Wszystkie informacje zostały wyssane z gąsiorka. Wszelkie podobieństwo do autentycznych postaci (w tym przypadku kandydatów) lub organizacji (w tym przypadku partii politycznych), jest zamierzone i w żadnym wypadku absolutnie nieprzypadkowe. Autor (w tym przypadku ja) nie ponosi odpowiedzialności z tytułu następstw wykorzystania w przyszłych kampaniach wyborczych pomysłów zaczerpniętych z treści niniejszego (ani żadnego innego) wpisu ze szczególnym uwzględnieniem zapisów Ustawy o Wychowaniu w Trzeźwości oraz Dekretu o Szamaniu Kalarepy.

————————————————————————————
Poprzednie wybory relacjonowano tu.
————————————————————————————
 

8 komentarzy:

  1. Fajne! :D Ale szkoda, że tylko żarty nam pozostały.

    OdpowiedzUsuń
  2. Ach, Antoni, ty podstępny rozśmieszaczu, co ty myślisz, że ile ja sztuk bielizny mam?
    Czy to wypada kobicie w latach trzecią parę majtek kupić, bo czytam Twojego bloga, a deszcz wczoraj lał i te pierwsze nie wyschły!!??

    OdpowiedzUsuń
  3. Przyłączam się z ochota do pieśni zespołu Szutki-Nutki z Koszelewa :)

    OdpowiedzUsuń
  4. Na szczęście sołtysowa perła cycata opublikowana w „Gliniewickich Nowościach” jest chroniona prawem autorskim. Inne pomysły, fakt, mogą podkraść przy następnych kampaniach, bo przecież chciałby być niesiony po rozmarynie do limuzyny :D
    No pewnie, że ściepa!

    OdpowiedzUsuń
  5. bo przecież ... niejeden ...chciałby być niesiony po rozmarynie.
    uciekło mi ze wzruszenia :D

    OdpowiedzUsuń
  6. Muscat, co zrobisz, ten świat już tak urządzony. Najlepiej się nie przejmować, bo co my możemy poradzić.

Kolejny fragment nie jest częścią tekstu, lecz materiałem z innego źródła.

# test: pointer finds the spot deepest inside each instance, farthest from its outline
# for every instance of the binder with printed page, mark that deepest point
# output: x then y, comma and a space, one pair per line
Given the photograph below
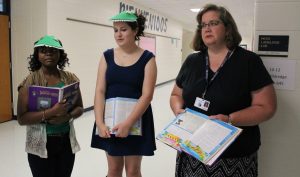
41, 97
117, 110
198, 135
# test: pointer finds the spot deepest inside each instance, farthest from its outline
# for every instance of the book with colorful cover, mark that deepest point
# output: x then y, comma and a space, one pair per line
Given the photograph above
41, 98
117, 110
198, 135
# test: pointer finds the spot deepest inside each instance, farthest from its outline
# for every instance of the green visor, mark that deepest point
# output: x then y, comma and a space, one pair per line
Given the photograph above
49, 41
125, 16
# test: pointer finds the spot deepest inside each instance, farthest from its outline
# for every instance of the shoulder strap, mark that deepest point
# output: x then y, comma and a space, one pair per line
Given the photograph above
109, 55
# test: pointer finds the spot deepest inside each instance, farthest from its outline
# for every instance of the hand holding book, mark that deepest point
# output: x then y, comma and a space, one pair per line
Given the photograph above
198, 135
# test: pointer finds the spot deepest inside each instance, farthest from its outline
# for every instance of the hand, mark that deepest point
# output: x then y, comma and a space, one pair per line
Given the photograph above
221, 117
122, 129
103, 131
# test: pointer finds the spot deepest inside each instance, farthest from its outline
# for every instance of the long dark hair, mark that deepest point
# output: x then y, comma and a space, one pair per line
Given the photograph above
35, 64
139, 25
233, 37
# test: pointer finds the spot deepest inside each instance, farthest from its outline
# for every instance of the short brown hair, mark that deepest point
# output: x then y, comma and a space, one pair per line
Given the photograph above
233, 37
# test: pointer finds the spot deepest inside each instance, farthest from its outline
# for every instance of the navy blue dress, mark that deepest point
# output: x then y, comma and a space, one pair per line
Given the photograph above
127, 82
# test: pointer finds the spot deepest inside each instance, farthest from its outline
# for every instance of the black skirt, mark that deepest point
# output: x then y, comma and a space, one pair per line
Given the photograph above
188, 166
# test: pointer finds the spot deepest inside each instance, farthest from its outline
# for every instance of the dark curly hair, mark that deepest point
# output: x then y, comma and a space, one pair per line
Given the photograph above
233, 37
35, 64
139, 25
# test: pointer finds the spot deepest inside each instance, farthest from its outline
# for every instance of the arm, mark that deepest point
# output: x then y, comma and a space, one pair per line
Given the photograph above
76, 112
176, 100
24, 117
263, 107
99, 99
143, 102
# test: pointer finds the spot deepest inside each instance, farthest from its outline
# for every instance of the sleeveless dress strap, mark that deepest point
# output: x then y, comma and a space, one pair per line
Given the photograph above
108, 55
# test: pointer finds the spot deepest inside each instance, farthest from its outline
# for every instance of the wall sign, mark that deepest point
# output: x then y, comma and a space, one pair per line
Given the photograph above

    Mamamarzyniu, to widzę masz tak samo jak ja z onucami. Kiedyś wlazłem w bagno, do gumiaków szlamu nabrało się i po tygodniu waniać mi z obuwia zaczęło. No ale na zmianę tylko kościołowe (te w żabki) miałem, więc się zakłopotałem. Zanim wywietrzyły się na płocie, dwa miesiące musiałem wkładać do gumiaków stare gazety, przez co w bardaszce braki wyszły.

    Świetnie, Grażynko, to razem: Ooo mój rozmaaryyyyynieeee... A nie, to nie to ;)

    Magento, a nawet jak nie chroniona, to i tak u nas w powiecie nikt nie ośmieliłby się wykorzystać, ponieważ nasz sołtys wyrywny jest i kumpluje się z Gieniem od Pałąków, któremu jak powiesz "Gieniuchna, biją", to ręce połamie, nogi połamie, a ubije w promocji. No ale te inne to musiałem zastrzec, bo te polityki to po trupach do władzy zmierzają, jak nic by podkradły moją myśl intelektualistyczną.
    Aaa, jak ściepa, to ściepa. Tego, ten, to co, może skoczę do Maciaszczyka, co tu będę tak siedział bezczynnie.

    OdpowiedzUsuń
  7. Tiaaa, ale gazety w buty włożysz, ale reformów już nie uszyjesz :-D

    OdpowiedzUsuń
  8. O widzisz, a to może dlatego mówi się, że prasa to potęga?